Checkpointing the Un-checkpointable: the Split-Process Approach for MPI and Formal Verification
Checkpointing is the ability to save the state of a running process to stable storage, and later restart, perhaps on a different computer. Transparent checkpointing (or system-level checkpointing) is the ability to checkpoint a (possibly parallel or distributed) application, without modifying the application binaries. The speaker has led the DMTCP project in this area for 15 years.
This talk presents an efficient, new software architecture: split processes. It is being applied to MPI (“MANA for MPI”) and formal verification. The key insight is that any numerical, network and system libraries (e.g., including MPI and CUDA) reside in process memory that we tag as the “lower half”. Only application-specific code is checkpointed (text, data and stack). On restart, a separate lower-half process is started as a trivial application. A bit of plumbing then re-connects the upper half with this lower-half, and unites them in a single thread of control. Runtime overhead remains near zero, since the lower-half libraries on the destination host have been optimized for that host. Overhead is near zero even for heterogeneous systems with wildly different libraries (e.g., TCP on source host and InfiniBand on destination).

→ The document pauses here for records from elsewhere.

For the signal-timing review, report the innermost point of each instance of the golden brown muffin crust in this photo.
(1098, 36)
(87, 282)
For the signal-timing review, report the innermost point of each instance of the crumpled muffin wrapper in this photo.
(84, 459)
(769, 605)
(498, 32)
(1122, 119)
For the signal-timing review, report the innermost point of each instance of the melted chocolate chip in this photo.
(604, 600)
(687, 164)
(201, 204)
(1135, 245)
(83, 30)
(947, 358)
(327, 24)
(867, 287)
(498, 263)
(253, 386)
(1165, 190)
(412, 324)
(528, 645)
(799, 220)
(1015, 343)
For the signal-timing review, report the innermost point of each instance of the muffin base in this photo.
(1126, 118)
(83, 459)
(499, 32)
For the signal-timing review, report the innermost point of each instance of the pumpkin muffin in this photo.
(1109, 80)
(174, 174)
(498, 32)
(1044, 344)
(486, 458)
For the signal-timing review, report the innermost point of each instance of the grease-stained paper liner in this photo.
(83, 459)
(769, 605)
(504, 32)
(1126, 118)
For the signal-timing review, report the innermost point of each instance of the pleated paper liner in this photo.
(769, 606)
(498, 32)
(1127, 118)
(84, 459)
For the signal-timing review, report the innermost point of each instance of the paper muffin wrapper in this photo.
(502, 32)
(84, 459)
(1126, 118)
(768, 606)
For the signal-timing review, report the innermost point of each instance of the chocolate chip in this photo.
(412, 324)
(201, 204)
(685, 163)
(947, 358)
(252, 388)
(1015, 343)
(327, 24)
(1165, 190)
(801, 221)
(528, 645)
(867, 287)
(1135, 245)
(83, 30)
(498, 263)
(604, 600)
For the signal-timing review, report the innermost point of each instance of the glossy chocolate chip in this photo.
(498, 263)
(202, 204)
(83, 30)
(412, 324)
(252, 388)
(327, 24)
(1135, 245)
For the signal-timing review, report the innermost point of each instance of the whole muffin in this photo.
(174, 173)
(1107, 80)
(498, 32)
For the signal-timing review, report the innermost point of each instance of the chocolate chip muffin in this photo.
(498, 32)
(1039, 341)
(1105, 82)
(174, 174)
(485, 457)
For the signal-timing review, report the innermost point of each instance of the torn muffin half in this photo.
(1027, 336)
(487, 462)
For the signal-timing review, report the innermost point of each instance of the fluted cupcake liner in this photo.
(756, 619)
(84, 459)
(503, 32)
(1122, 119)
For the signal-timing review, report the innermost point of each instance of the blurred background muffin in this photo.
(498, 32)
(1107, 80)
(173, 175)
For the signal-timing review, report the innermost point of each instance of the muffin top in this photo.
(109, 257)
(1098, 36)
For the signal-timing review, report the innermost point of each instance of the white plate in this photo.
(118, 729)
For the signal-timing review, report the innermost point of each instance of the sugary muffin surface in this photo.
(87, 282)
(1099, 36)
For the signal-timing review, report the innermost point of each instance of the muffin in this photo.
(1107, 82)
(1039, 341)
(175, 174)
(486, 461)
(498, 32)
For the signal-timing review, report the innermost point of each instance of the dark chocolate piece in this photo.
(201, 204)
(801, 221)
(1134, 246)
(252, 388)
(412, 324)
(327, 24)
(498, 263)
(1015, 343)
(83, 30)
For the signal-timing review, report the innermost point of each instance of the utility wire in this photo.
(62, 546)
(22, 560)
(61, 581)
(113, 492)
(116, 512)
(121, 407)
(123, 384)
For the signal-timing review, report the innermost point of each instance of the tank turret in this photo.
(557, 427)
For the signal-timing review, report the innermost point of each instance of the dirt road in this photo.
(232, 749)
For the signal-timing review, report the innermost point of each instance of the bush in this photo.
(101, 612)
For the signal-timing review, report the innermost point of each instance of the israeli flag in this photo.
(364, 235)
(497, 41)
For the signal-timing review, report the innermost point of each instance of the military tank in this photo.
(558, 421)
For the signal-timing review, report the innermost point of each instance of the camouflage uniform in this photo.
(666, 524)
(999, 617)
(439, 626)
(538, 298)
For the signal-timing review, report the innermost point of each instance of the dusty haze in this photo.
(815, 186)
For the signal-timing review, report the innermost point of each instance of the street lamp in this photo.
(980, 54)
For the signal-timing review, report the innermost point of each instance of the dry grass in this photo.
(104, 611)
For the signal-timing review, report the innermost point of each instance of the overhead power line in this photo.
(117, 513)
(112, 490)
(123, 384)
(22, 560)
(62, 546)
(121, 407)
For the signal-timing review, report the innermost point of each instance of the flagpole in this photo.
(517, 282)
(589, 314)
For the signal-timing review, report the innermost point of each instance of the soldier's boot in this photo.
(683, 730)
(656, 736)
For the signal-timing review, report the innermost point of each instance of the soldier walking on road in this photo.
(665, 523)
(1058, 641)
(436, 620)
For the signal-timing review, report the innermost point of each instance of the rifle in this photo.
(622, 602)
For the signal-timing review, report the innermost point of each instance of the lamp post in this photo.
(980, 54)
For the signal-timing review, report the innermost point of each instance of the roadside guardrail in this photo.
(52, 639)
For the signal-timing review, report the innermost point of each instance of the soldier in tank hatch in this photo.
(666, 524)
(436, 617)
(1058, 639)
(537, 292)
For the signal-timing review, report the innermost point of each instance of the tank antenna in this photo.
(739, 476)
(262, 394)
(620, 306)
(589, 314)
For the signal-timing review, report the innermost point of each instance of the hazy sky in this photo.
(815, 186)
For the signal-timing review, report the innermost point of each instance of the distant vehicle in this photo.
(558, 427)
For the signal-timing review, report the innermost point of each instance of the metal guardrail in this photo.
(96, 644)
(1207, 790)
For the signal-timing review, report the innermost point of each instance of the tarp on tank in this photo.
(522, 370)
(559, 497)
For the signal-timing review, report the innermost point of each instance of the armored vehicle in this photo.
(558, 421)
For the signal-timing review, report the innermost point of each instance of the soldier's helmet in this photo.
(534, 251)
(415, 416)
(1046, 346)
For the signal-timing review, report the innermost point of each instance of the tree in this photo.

A test of any new theory is how broadly it can be applied. The split-process approach is related in spirit to Microsoft Drawbridge and to the design of WSL. But its internals are different. This difference enables ongoing work in exploring split processes to provide the first native checkpointing support for Microsoft Windows that doesn’t require any administrative privilege.
The new theory is also being applied to formal verification, in a collaboration with Martin Quinson and the SimGrid team. SimGrid provides model checking for Pthread, MPI, and distributed applications, based directly on the original source code (no intermediate model necessary). SimGrid successfully finds race conditions and safety property violations in real-world software, but it has largely been limited to the first few minutes of execution. However, as one scales up, a rare race condition may eventually trigger, resulting in a new crash beyond the reach of SimGrid. To capture this case, applications are started natively (without SimGrid), while periodic checkpointing under DMTCP. After a crash, the application is restarted from the last checkpoint, but using a SimGrid-based lower half. SimGrid then produces a schedule that exhibits the crash, regardless of any race conditions.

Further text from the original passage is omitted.